Sunday, November 5, 2023

Xuelei Huang's "Scents of China"

Xuelei Huang is Senior Lecturer in Chinese Studies at The University of Edinburgh.

She applied the “Page 99 Test” to her new book, Scents of China: A Modern History of Smell, and reported the following:
There are only five words on page 99: PART II SMELLSCAPES IN FLUX. I was disappointed, until I suddenly realised how well the test actually works for my book. The five (or rather, three) words, in fact, captures the essence of the 298-page book in its own precise and even poetic way. In a nutshell, my book traces the changing smellscapes in modern China, intertwined with many drastic shifts in socio-political spheres and bodily norms and sensibilities. A broader point my book makes is concerned with the fluidity of smell perception and the inconsistency of the sensorial realm.

To what extent is the argument about the amorphous state of the smellscape important?
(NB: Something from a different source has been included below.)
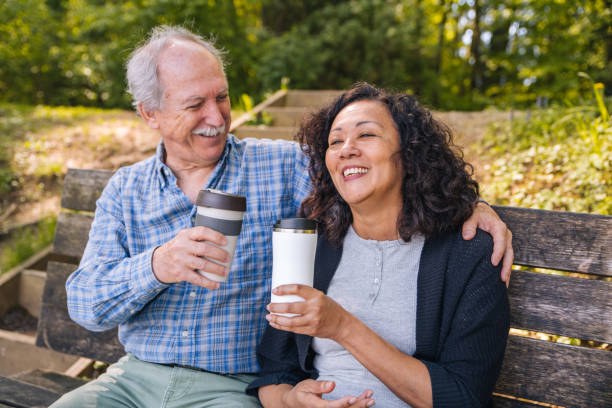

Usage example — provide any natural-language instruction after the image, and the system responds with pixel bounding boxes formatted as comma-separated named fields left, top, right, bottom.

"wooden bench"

This question should be discussed in the context of the master narrative of olfactory modernity forged first by Alain Corbin (in The Foul and the Fragrant: Odor and the French Social Imagination). Corbin’s intellectual pursuit unveils how the now internalized olfactory codes—deodorized environments and bodies, a distaste for strong-smelling perfumes, etc. —were developed under the rubric of ‘modernity’. Ultimately the goal of the modern olfactory revolution seems to be about redefining what is foul and what is fragrant, or in other words, about reorganising smellscapes according to a new set of rules. China is inescapably tied to such an olfactory revolution, but in actual historical practices, are smells governable according to a certain blueprint? Part II of my book, starting from page 99, tries to answer this question.

The two chapters in this part track how different social actors enforced the ‘deodorization’ law within Chinese smellscapes, and how colonial capitalism promoted mass-manufactured perfumes in relation to hygiene and health, contributing to the technologies of the modern body. However, paradoxes emerged during these processes, just as malodours resurfaced outside the zone of modernization. Much of the content after page 99 shows how volatile molecules in our environments and indeterminate neurons in our brains encounter in myriad ways, making programmed olfactory modernity not entirely sustainable.

Smellscapes are constantly in flux, crossing borders and defying definitions. It’s a matter of common sense that can be easily forgotten, or repressed by our rational mind. That is the message on page 99, which also reverberates throughout my whole book.